Dating the photographs
The postcards show the island of San Giorgio Maggiore, the molo at St Mark’s, the Rialto Bridge and the Basilica della Salute. The last three form a series, consecutively numbered by the same publisher.
The photographs on the postcards are not dated and no author credited.
On the photo of the Rialto Bridge, the bridge carries a publicity for the 26th Biennale. That took place in 1952, from June 14th to October 19th. The photo must consequently be earlier than that date, but not by much. The people on the photo aren’t dressed in winter clothing, so the photo is most likely taken in the spring or summer of 1952.
Where there are people on the other postcards, they’re all lightly clad. The photos are therefore taken in the summer half of the year. On the photo of the molo at St Mark’s there are men in short sleeve shirts and women in knee length dresses.
The buildings and structures haven’t changed since then, so there are no usable clues in the buildings. They generally look like they have for ages. After all, the ‘old’ look is part of the attraction of Venice.
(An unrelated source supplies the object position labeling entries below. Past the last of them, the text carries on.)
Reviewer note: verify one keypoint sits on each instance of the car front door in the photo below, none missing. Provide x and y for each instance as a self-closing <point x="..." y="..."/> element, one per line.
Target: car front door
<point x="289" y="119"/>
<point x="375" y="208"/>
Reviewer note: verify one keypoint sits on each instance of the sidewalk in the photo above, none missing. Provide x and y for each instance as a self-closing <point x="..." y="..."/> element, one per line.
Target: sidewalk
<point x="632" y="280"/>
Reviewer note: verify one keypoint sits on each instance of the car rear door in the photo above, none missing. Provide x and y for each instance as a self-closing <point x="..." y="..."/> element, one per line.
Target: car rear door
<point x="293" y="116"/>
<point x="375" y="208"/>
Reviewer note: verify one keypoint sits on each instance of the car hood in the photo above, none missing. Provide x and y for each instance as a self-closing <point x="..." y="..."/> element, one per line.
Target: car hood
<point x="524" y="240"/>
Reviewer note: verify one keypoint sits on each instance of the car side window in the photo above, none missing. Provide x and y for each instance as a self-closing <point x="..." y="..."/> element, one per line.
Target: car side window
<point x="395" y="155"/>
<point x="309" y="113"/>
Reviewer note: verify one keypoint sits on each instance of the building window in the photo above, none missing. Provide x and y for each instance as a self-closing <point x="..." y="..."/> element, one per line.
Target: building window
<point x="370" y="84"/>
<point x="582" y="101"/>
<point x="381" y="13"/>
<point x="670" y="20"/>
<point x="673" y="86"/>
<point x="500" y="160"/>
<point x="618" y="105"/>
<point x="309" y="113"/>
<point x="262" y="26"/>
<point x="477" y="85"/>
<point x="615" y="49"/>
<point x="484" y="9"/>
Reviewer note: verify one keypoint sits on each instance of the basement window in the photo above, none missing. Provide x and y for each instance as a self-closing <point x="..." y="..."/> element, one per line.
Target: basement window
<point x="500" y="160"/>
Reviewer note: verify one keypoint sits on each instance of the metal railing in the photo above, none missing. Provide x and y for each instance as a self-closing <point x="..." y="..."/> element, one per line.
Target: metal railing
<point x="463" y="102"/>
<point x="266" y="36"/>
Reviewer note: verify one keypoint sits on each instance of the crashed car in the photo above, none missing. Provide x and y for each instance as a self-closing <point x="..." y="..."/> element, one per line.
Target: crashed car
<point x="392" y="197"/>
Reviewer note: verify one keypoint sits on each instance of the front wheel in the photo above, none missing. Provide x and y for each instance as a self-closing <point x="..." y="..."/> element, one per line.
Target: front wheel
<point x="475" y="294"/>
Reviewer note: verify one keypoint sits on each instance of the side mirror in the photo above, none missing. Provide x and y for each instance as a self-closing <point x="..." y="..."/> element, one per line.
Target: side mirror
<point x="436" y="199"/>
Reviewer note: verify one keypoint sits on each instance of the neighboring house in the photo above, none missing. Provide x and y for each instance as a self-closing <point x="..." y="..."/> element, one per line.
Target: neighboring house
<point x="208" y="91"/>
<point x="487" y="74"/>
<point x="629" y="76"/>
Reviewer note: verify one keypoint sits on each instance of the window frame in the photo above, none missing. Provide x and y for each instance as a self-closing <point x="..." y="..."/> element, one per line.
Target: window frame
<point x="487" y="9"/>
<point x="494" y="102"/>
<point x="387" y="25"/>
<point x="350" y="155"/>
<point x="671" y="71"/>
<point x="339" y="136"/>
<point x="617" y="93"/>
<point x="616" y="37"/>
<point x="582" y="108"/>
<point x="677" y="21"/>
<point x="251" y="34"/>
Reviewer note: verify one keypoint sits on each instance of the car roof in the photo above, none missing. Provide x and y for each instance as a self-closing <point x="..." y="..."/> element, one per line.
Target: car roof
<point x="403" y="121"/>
While we only have an approximate date for one photograph, the others are probably more or less from the same period. We can therefore conclude at least that these postcards are from the 1950s.
What has changed?
If the buildings haven’t changed a lot, what has changed?
The people have, and traffic has.
In the 1950s Venice was another kind of city. Modern mass tourism hadn’t started yet, and the population of the city was much larger.
The people on these photographs from the 1950s are predominantly residents of the city, not tourists. The same photographs today, taken in the summer half of the year, would show mostly tourists, very few residents, and a lot more people than we see on these photos.
There are also far fewer boats on the water then than there is now, and they’re going slower. Traffic has increased with tourism. The water on these images are fairly flat. Today the waves in front of St Mark’s make it almost impossible for the gondolieri to work.
The city my father-in-law grew up in, and the city he died in, could have been in different universes.
The only things that haven’t changed fundamentally in these seventy years are parts of the physical structure of the city. The houses, the canals, the alleyways are mostly the same. Everything else has changed.